NFP For Political Change
I have decided to support the National Federation Party for the next General Election. I have done so after serious discussions with friends, well-wishers and some members of the public.
My support does not mean that I am personally standing for the election. I am not. I am also not a member of the NFP and do not intend to be a member of any political party.
My support for the NFP is based on some reasoned conclusions, I have arrived at on the political situation which exists at present.
I see the development of extremist views emerging from all fronts. Views that are likely to override the sensitivities of the various communities that make up Fiji. This can cause sharp political divisions likely to overflow in the day to day social interaction of the Fijian people.
In my view, there has to be a ‘third force’ mitigating against extremism. I am not talking about extremism creating rifts in the social cohesion of the Fiji society but about political parties offering unsustainable extremist policies designed to gain power at any cost. Extreme, wild, vote catching posturing or reactionary measures, not clearly thought-out, can be dangerous for the economy. The trend is pointing in this direction.
The NFP, of all other party political aspirants, provides the best option to provide a mediating platform. A party that can focus on economic development and social cohesion.

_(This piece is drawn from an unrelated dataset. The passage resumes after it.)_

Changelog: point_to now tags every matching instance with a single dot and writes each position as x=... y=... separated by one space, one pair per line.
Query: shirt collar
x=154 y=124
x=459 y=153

A party that is welfare oriented with a clear focus on providing welfare facilities and systems. A party that promises to build on the gains by all previous governments and to do so without ill will and rancour.
There is considerable work to be done in building genuine democracy, creating an enabling environment conducive to the growth of a culture of democracy in all facets of life and living. With each coup in the past, we have kept sliding back. A complete reform is needed. We have spent near enough time and resources in building infrastructure of roads, water, electricity, etc. There has to be parallel developments in creating the infrastructure of democracy – in building democratic ethos, in schools, decision making bodies in government and in socio-political institutions. Only these structures will sustain long term existence of economic and social gains made since independence.
My advice to the NFP is to keep clear of the two major political parties, the Fiji First and SODELPA. NFP should campaign on its own, with its arms open for all other smaller parties to join in to maximise its support base. On the basis of declared positions so far, the non-parliamentary parties do not seem to hold views that the NFP does not, or cannot, espouse.
The smaller parties, still grappling for support, should negotiate a mechanism that can allow them to fight under the NFP banner but retain their special characteristics, if they have any.
My advice, therefore, is for NFP to gather support either directly or jointly to create a ‘third force’ which will push the major parties to moderate their own platforms.
NFP should be in a place to hold, at least, the “Balance of Power,” if not an outright majority. Both major parties could be forced to espouse moderate, transparent and socially just policies if they expect to form next government with NFP support.
Already, in my assessment, NFP support is increasing day by day. It has an impressive mix of multicultural, multi-gender mix of candidates. Particularly impressive is NFP’s list of young candidates willing to take part in the politics of the future. This heralds a positive and a bright future for Fiji. NFP is the party of the future.